The sky pulls its dark clouds eastward, like a fragmentary thick blanket of black wool, worn out in many spots. The constant and sure movement of the traveling clouds drags a contact print of themselves on the earth below, another spotted blanket of shade and light, falling and climbing in deep grooves, and on rounded hills of a land that is desperate for the first drop of rain.

You are standing between two dramas, two stages, and the lightshow projected from heaven is picked up on the rugged earth, wrinkled and folded, and enriched with the challenge of forms that hide and reappear between colors of ink and fire.

Like spotlights following the action on a stage, an apocalyptic beam of light falling from a hole in the clouds, combs the wide vista below. In one instance it slips into the side of a valley that you can’t see, bouncing its warmth on the other side facing you, and making the whole valley appear as if lit by a flame within. After a while the light beam climbs out of the valley and settles on the flat plateau above, picking up the redness of the plain, and adding a sharp brush stroke of the richest brick pigment.

It is said that the ruggedness of the land is reflected in the ruggedness of cloud forms above.
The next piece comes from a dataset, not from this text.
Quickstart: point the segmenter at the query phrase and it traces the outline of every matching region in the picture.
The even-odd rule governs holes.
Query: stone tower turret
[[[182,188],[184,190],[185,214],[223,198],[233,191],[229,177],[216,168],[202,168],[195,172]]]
The same is partially true with regard to colors. At a certain angle you can actually see, in the eastern desert, the color of the land picked up on the bottom of the clouds. This is more visible when the sunlight falls at an angle, illuminating the desert surface below a cloud, while the cloud’s shadow is falling in the same angle further to the east.

Autumn is all about focus and color. It is Jordan’s best season for photography because the atmosphere is clearest. The cooler air of this season cannot hold much humidity. There is also less dust in the atmosphere, especially after the first rains, when water cleanses most of the floating dust and fastens its fine particles onto the ground. One actually feels the sharpness of sun these days, as its rays pass through clearer air and come to us in maximum strength.

This clarity of the atmosphere often gives the effect of a zoom lens. The lack of haze makes distant landscapes look closer because our brains use haze as one of the main clues to detect remote distances. In fact the far end of a landscape is measured, mentally, by the loss of line-sharpness and color-contrast, both altered by the clarity of the atmosphere. In autumn distances are cut in half, visually, and we live and see Jordan with a different light-filter.

This is also the season of a different angle of sun. The change of the sun’s passage in the sky, from a high arc to a lower one, can be felt by the day. The lower sun illuminates the landscape at a sharper angle, elongating shadows and removing them further away from their objects. This helps to accentuate the three-dimensionality of land and its forms, it also elongates the good hours of photography to cover all of the shorter day.

When the sun reaches a different spot in our room, we feel the sunlight-calendar telling us that winter is approaching, it is a beautiful feeling, but it can also be maddening, as I feel anxious to be in so many remote spots of Jordan, all stunningly lit, and all waiting to be witnessed and recorded; this is the time of landscape photography.

Build up your photo collection in autumn. This is the beginning of the best light for landscape photography, get the sky working for you, and all what you need is the right moment. Try to think of making photos without any specific subject, abstract or semi-abstract, where the light becomes your content, and an image becomes a questioning witness of a moment gone forever. Drive to the edges of the eastern desert, to the peripheries of Amman, or explore the slopes of the Jordan rift valley. When it gets very cold you can explore the floor of the Great Rift Valley, to the north of the Dead Sea or in Wadi Araba to the south. The landscape between Pella and the Ajloun heights has excellent spots, with a rich variety of textures and colors. Best photos can be taken when you visit these places alone, when you can concentrate and develop a contemplative mood, good for picking magical moments.